Our finding that MTAP was only deleted in the presence of CDKN2A deletion is in agreement with the majority of published studies in other tumor types (14, 15, 16, 22, 23, 29). In contrast, some studies have reported a minority of cases with evidence of MTAP deletion without CDKN2A loss among other tumor types (19, 21, 28). The issue remains unresolved because the latter studies have been based on PCR analysis of DNA extracted from tumor tissue and none, to our knowledge, have identified MTAP loss without CDKN2A loss in cell lines or by FISH.

l-Alanosine, the l-isomer of alanosine, is an inhibitor of de novo AMP synthesis that was the subject of a National Cancer Institute-sponsored study between 1978 and 1985 (Refs. 30, 31, 32; reviewed in Ref. 33). In Phase I and Phase II studies, ∼300 patients (with renal cell carcinoma and malignant melanoma) were treated, but the results were discouraging. However, these tumors were not tested for 9p21 deletions. In addition, subsequent retrospective analysis of the cases failed to identify MTAP deletions in these tumor types (33). Recent in vitro cytotoxicity studies of pediatric T-cell acute lymphoblastic leukemias and adult T-cell leukemia have demonstrated that, as expected, MTAP− leukemia cells are more sensitive to the toxicity of l-alanosine than are MTAP+ leukemic cells (34, 35). Moreover, normal lymphocytes are rescued from l-alanosine toxicity by the MTAP substrate, 5′-deoxyadenosine (34, 35, 36). In these independent studies, l-alanosine alone or in combination with a salvage agent was shown to be clinically active in tumors with homozygous MTAP deletions. In addition, reintroduction of the MTAP cDNA in CDKN2A-/MTAP-pancreatic carcinoma cell lines restored the MTAP-dependent adenine and methionine salvage pathways, decreased the rates of de novo synthesis, and decreased cellular sensitivity to the antipurine-related growth inhibitory actions of methothrexate and azaserine (37).

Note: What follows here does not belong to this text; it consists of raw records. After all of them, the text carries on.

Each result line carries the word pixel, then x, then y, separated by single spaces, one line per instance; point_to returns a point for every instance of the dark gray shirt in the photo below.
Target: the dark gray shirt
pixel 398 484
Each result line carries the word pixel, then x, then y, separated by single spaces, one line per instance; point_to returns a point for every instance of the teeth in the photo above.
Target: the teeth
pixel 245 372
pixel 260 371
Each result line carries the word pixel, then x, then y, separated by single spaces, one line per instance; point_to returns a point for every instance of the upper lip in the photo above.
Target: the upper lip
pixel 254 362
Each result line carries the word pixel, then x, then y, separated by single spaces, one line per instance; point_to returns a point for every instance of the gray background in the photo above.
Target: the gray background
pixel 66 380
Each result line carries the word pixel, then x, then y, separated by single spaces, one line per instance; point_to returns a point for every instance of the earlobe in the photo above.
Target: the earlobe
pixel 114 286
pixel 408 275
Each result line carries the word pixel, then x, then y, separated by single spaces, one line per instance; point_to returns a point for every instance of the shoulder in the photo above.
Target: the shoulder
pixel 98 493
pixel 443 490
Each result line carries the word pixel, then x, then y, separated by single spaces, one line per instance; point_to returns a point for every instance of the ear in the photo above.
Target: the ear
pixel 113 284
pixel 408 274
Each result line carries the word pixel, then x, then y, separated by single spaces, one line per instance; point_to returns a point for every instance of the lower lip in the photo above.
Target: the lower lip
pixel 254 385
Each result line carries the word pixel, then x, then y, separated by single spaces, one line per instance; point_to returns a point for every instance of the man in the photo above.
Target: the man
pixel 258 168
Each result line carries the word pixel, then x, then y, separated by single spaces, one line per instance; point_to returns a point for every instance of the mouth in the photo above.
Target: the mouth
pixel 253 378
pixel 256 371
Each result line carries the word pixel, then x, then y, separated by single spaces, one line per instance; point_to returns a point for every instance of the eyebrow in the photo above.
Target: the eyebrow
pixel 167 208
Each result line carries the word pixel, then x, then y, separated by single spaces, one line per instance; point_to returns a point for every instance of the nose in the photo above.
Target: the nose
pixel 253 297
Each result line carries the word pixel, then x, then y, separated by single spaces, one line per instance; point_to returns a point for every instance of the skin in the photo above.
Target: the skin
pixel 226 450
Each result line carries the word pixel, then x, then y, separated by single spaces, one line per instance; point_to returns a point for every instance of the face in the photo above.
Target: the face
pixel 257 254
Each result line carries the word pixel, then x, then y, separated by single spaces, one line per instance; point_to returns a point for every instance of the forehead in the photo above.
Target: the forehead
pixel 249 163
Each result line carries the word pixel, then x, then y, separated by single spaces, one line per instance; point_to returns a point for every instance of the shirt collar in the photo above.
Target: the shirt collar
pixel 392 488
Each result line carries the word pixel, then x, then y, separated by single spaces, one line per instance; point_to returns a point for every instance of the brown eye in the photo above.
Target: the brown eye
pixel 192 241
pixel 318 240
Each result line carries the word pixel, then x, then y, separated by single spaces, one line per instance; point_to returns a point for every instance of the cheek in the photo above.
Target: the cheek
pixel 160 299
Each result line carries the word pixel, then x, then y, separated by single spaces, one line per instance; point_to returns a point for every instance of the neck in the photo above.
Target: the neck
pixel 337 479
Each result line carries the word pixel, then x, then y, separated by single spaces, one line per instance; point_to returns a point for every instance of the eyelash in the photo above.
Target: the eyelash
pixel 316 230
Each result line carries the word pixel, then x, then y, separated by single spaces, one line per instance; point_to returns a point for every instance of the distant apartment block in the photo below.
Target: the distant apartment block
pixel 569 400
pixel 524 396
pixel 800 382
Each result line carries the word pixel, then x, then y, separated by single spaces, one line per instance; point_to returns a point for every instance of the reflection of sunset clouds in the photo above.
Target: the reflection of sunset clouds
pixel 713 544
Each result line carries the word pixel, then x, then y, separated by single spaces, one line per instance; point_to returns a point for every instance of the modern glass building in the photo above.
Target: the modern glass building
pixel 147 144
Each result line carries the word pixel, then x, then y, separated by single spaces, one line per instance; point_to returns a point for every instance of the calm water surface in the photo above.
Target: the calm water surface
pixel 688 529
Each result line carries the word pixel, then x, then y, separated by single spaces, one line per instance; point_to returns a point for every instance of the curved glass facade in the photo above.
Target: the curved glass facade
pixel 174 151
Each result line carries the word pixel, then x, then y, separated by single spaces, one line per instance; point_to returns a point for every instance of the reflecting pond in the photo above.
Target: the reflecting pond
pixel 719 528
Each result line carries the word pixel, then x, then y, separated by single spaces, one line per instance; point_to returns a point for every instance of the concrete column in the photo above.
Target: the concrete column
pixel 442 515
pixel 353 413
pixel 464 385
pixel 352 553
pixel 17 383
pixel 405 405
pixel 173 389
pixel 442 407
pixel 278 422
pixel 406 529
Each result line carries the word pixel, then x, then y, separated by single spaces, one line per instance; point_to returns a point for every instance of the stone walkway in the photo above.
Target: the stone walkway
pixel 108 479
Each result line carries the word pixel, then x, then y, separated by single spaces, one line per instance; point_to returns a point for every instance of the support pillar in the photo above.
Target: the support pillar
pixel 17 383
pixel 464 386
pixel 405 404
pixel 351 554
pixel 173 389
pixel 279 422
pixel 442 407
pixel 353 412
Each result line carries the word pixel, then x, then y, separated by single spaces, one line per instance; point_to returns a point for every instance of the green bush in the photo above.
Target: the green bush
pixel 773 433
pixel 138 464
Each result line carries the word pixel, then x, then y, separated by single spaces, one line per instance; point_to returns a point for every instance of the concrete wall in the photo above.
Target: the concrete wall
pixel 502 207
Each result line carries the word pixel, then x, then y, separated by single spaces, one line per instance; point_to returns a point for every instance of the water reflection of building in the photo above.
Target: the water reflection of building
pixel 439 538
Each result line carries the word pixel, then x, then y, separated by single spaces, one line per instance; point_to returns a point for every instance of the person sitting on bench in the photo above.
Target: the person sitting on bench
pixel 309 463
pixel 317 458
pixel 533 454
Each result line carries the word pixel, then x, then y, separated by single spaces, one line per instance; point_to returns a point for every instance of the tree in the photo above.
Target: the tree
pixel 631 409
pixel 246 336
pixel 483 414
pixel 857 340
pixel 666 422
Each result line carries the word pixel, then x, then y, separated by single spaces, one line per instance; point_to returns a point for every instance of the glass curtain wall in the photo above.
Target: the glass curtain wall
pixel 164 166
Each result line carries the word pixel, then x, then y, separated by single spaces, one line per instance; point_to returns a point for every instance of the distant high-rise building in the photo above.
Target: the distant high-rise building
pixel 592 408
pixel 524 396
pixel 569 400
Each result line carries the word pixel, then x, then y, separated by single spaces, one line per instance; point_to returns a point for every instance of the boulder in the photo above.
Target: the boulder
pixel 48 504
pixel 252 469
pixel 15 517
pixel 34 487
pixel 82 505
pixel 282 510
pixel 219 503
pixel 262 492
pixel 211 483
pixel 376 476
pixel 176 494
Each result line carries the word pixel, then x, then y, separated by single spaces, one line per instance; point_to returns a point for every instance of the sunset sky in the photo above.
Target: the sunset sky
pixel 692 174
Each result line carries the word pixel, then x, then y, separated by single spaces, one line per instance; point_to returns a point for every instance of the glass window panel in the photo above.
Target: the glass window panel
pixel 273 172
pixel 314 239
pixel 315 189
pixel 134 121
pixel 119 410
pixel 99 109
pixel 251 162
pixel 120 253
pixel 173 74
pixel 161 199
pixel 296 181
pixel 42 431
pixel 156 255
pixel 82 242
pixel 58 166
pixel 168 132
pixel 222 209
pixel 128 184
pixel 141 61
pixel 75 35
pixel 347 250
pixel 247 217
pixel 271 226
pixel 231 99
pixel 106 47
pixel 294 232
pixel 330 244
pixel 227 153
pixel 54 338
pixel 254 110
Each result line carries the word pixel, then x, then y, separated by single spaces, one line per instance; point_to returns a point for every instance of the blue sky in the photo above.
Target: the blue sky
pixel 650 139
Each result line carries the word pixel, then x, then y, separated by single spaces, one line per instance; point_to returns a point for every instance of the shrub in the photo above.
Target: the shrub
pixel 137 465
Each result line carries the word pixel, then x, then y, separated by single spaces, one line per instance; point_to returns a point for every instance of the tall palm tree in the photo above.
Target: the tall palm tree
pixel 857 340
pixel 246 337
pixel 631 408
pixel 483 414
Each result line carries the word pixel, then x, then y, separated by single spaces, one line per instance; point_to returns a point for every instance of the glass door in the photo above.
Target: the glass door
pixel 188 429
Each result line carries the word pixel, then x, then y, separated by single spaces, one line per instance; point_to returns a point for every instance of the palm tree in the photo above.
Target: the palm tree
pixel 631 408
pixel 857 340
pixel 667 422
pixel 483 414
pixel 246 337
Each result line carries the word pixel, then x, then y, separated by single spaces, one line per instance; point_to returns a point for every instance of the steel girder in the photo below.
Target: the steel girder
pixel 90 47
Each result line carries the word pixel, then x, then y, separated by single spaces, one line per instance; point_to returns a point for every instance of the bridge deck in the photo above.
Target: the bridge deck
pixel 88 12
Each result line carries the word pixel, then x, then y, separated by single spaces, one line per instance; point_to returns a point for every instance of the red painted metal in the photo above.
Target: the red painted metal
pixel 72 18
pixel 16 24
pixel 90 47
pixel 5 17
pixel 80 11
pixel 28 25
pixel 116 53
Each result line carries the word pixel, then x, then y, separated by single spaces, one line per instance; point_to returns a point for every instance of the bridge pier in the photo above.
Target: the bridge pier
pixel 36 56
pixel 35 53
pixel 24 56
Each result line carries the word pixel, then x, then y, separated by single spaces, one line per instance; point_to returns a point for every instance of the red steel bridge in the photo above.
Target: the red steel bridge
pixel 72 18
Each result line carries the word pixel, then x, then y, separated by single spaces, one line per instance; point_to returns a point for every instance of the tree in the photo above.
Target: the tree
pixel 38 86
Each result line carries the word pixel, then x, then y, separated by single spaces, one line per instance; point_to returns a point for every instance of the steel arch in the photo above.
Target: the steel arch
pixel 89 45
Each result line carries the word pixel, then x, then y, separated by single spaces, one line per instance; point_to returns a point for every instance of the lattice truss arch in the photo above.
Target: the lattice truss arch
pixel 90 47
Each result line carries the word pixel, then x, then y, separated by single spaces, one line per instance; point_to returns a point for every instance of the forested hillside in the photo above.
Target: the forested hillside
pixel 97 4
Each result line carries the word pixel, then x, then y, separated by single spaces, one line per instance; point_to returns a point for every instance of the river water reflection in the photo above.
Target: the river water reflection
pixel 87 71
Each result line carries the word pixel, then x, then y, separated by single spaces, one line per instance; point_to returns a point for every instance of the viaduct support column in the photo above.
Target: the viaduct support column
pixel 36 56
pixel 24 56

Malignant mesothelioma is a highly malignant tumor with an aggressive course. Most cases are diagnosed at an advanced stage and have a short survival time (6–10 months), and current chemotherapeutic agents are not effective in the majority of cases. The high deletion rate of the 9p21 locus including the MTAP gene makes mesothelioma a strong candidate for l-alanosine and other inhibitors of de novo AMP synthesis. The very high prevalence of CDKN2A deletion also makes this tumor an interesting target for gene therapy approaches that restore the function of p16CDKN2A or p14ARF (38, 39) or that target tumor cells with genetic or functional defects in the p53 pathway (40). Finally, the very high prevalence of CDKN2A deletion in mesothelioma can also be used a diagnostic marker in the distinction between reactive and neoplastic mesothelial cells in pleural effusions (41).